Quasars, or quasi-stellar objects (QSOs) are active galactic nuclei (AGN) of very high luminosity, emitting electromagnetic radiation observable in radio, infrared, visible, ultraviolet and X-ray wavelengths. They are among the brightest and most distant objects in the known universe, and serve as fundamental tools for numerous studies in astrophysics and cosmology.
For instance, quasars have been used to investigate the large-scale structure of the universe and the era of reionization. They have also improved our understanding of the dynamics of supermassive black holes and the intergalactic medium.

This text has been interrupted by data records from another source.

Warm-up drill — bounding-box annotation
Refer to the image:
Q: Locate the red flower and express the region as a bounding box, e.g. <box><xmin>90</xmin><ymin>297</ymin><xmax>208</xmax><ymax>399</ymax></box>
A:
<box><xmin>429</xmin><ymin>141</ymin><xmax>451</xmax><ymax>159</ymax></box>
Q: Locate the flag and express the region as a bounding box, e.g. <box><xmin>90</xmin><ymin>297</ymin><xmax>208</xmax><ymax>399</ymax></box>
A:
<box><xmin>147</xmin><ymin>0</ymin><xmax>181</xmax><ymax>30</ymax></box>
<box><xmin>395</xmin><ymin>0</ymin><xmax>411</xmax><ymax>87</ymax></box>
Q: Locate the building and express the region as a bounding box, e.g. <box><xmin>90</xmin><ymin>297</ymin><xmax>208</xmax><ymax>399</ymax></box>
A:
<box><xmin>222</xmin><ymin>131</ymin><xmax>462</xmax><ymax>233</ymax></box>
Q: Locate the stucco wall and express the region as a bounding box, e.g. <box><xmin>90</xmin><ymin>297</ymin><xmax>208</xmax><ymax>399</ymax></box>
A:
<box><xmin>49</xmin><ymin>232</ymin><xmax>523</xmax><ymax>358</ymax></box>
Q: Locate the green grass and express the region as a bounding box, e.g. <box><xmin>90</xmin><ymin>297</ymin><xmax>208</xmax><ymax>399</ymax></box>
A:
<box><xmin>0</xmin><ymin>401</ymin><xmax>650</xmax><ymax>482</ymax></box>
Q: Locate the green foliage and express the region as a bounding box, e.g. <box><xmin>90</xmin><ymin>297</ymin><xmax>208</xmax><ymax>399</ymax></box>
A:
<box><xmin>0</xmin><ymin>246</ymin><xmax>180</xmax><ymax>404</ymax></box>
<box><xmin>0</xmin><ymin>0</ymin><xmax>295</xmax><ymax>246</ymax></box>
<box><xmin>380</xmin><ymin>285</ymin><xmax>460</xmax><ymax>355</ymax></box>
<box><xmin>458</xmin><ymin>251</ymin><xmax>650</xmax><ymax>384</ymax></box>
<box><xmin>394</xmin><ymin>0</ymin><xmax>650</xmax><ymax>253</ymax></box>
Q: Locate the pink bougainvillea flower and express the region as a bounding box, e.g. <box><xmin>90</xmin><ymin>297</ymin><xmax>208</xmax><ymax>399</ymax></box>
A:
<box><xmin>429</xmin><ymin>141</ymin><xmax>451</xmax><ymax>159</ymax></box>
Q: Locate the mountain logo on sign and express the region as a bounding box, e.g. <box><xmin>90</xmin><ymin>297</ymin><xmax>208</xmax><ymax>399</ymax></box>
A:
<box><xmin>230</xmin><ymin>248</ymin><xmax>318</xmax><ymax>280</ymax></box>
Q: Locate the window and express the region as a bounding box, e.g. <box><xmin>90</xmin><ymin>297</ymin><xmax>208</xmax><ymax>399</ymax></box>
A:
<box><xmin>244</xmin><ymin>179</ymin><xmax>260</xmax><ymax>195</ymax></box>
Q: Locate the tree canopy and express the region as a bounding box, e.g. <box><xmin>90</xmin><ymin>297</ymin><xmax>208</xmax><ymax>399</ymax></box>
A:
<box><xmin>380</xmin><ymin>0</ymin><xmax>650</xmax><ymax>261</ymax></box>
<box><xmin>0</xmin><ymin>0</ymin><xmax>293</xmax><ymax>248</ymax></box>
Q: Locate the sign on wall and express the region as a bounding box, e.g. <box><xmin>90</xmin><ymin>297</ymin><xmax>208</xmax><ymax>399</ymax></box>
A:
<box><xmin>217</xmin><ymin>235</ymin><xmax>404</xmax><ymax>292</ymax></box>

At a redshift of about 2.0, QSO B1312+7837 is a quasar showing typical broad emission lines. Its mean magnitude is about 16.4 mag, which corresponds to an absolute magnitude of −30.1 mag. This is about 3.5 mag brighter than the mean absolute for quasars at the same redshift Previous observations of QSO B1312+7837 have detected no signs of short-term variability of this source.
However, a team of astronomers led by Milen Minev of the University St. Kliment Ohridsky in Sofia, Bulgaria, now reports the detection of periodic variability of QSO B1312+7837. The finding is based on the data from a 15-year-long monitoring of this quasar using NAO's imagers equipped with standard photometric Johnsons-Cousins UBVRI ﬁlters.

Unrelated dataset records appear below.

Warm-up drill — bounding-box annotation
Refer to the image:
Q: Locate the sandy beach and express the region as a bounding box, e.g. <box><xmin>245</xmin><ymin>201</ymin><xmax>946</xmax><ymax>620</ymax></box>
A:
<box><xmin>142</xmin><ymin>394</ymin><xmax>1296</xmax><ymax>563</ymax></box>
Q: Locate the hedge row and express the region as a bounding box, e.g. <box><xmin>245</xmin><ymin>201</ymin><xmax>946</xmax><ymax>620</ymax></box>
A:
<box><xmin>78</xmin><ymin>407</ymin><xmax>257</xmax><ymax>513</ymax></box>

"We report here the ﬁrst results from a 15-year-long variability monitoring of the z=2.0 quasar QSO B1312+7837," the researchers wrote in the paper.
The study found a variation in the apparent brightness of QSO B1312+7837, with a probable period of 2,214 days (about 6.13 years). These luminosity changes have an amplitude of about 0.2 mag, superimposed on a gradual dimming at a rate of approximately 0.55 mag per 100 years.
The astronomers try to find mechanisms responsible for such variability. They assume that orbital motion of two supermassive black holes (SMBHs) as a result from a recent galaxy merger is the most plausible explanation. In general, SMBHs dominate the kinematic evolution of the central regions of galaxies, and affect the evolution of their stellar populations.
The researchers added that further X-ray spectroscopic observations of QSO B1312+7837 are required in order to probe directly the orbit, mass ratio and the dominant orbital decay mechanism for this assumed SMBH binary.
"The binary SMBHs evade detection for a number of reasons: because the velocity difference is smaller than the intrinsic width of the emission lines or because the offset nuclei are too close to be resolved with the existing instrumentation etc. Other techniques require competitive observing time at the few X-ray missions or moderately high resolution high multiplexity vast spectroscopic surveys," the authors of the paper explained.